[ 
https://issues.apache.org/jira/browse/FLINK-39832?page=com.atlassian.jira.plugin.system.issuetabpanels:all-tabpanel
 ]

Zhouqing updated FLINK-39832:
-----------------------------
    Description: 
  When an Oracle source table has a column defined as NUMBER(p, 0) with p >= 19 
(e.g. NUMBER(19,0) as a primary key), the flink-cdc pipeline connector 
incorrectly maps it to BIGINT. However, Debezium internally encodes values with 
precision >= 19 as DECIMAL (variable-length BYTES). This mismatch causes the 
sink to read a BinaryRecordData pointer as a long value, producing a constant 
garbage PK (e.g. 171798691841 = 0x28_00000001) for every row.

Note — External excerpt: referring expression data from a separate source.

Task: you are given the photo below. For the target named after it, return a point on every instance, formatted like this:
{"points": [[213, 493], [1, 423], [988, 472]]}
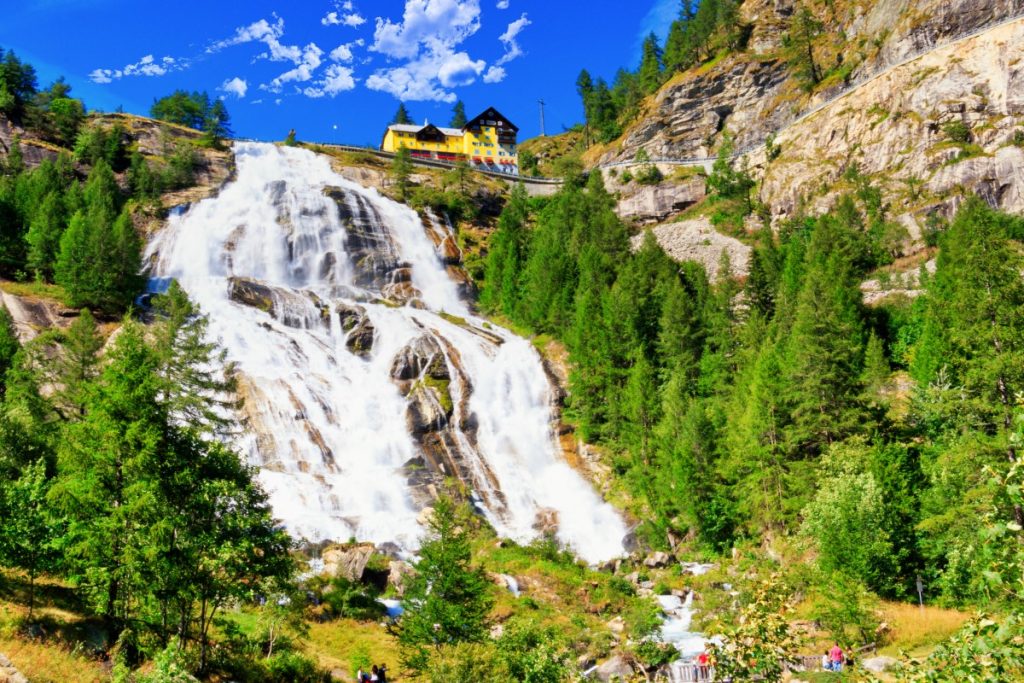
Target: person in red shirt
{"points": [[836, 656]]}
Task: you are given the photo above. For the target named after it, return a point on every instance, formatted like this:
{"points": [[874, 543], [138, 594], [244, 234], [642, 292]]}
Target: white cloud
{"points": [[459, 70], [336, 79], [512, 49], [147, 66], [344, 52], [426, 44], [304, 68], [351, 19], [495, 75], [235, 86], [427, 77], [266, 33], [430, 23]]}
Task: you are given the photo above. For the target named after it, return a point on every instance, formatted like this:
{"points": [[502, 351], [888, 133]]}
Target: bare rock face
{"points": [[696, 240], [369, 245], [652, 204], [360, 340], [348, 561], [547, 521], [252, 293], [893, 128]]}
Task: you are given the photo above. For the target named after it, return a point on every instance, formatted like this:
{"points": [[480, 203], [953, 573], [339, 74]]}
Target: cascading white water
{"points": [[327, 426]]}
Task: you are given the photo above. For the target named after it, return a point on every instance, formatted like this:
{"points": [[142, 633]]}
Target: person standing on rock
{"points": [[836, 657]]}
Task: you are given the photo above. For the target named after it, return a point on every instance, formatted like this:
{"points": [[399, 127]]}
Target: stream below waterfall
{"points": [[367, 379]]}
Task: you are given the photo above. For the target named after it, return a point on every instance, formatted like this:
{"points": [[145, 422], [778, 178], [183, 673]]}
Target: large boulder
{"points": [[360, 339], [652, 204], [422, 356], [348, 561], [252, 293], [880, 665], [614, 668], [398, 574]]}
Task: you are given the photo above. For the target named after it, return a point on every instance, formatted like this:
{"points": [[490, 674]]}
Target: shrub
{"points": [[956, 131]]}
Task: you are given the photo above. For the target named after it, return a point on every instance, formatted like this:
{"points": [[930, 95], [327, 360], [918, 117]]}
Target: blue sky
{"points": [[334, 70]]}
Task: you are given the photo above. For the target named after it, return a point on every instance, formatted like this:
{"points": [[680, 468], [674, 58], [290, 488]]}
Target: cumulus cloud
{"points": [[426, 43], [334, 18], [428, 23], [512, 49], [336, 79], [495, 75], [263, 32], [344, 51], [305, 66], [147, 66], [235, 86]]}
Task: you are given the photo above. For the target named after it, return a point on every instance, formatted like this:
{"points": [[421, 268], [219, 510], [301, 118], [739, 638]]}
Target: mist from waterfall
{"points": [[328, 427]]}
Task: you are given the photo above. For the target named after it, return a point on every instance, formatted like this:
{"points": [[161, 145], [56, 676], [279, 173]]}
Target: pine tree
{"points": [[29, 534], [650, 65], [103, 489], [401, 116], [401, 169], [458, 115], [43, 237], [799, 46], [8, 341], [446, 602], [78, 364], [197, 390]]}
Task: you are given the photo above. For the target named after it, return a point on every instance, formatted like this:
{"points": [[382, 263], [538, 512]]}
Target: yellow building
{"points": [[486, 142]]}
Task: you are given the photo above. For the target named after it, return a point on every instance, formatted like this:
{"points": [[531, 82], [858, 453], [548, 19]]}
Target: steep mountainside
{"points": [[924, 97]]}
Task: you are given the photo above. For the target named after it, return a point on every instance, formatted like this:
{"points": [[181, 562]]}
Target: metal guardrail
{"points": [[853, 85], [434, 163]]}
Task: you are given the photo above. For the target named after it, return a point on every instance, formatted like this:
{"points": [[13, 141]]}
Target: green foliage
{"points": [[798, 44], [762, 642], [956, 131], [458, 115], [401, 169], [401, 116], [448, 600], [985, 649]]}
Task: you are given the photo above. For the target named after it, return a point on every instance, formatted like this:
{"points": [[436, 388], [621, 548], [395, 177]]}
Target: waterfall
{"points": [[367, 379]]}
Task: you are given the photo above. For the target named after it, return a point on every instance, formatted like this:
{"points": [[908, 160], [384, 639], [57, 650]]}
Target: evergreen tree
{"points": [[401, 116], [458, 115], [506, 254], [824, 358], [650, 65], [8, 342], [446, 602], [197, 390], [401, 169], [30, 532], [217, 123], [43, 237], [799, 46]]}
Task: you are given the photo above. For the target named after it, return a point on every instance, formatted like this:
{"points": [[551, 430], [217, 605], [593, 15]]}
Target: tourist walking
{"points": [[836, 657]]}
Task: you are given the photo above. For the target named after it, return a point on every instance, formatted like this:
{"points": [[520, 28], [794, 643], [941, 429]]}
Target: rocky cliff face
{"points": [[933, 109]]}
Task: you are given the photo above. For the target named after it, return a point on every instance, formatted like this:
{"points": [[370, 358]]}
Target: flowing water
{"points": [[367, 379]]}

With upsert 
sinks, all rows collapse into one.

  Affected Version: 3.6.0 (both -1.20 and -2.2 variants)

  Root Cause

  Two code paths disagree on the type for NUMBER(p, 0) when p >= 19:

  - OracleTypeUtils.fromDbzColumn (builds CDC schema): maps NUMBER(p, 0) for 
any p to BIGINT
  - DebeziumSchemaDataTypeInference.inferBytes (runtime): maps NUMBER(p, 0) 
with p >= 19 to DECIMAL(p, 0)

  The CreateTableEvent declares the column as BIGINT, but BinaryRecordData 
stores the value in DECIMAL non-compact layout (8-byte pointer: length << 32 | 
offset). When the sink calls getLong(idx), it reads the pointer — same value 
for every row — so PK-based upsert folds all rows into one.

  Reproduction

  1. Create an Oracle table:

  CREATE TABLE FLINKUSER.FLINK_USER (
    ID     NUMBER(19,0) PRIMARY KEY,
    NAME   VARCHAR2(64),
    AGE    NUMBER(10,0),
    GENDER VARCHAR2(2)
  );
  INSERT INTO FLINKUSER.FLINK_USER VALUES (1, 'zhangsan', 18, 'M');
  INSERT INTO FLINKUSER.FLINK_USER VALUES (2, 'lisi',     19, 'F');
  INSERT INTO FLINKUSER.FLINK_USER VALUES (3, 'wangwu',   20, 'M');
  COMMIT;

  2. Run a flink-cdc pipeline with Oracle source and any upsert-capable sink 
(e.g. MaxCompute, Paimon).

  3. Observe the sink table: only 1 row exists. All IDs became 171798691841.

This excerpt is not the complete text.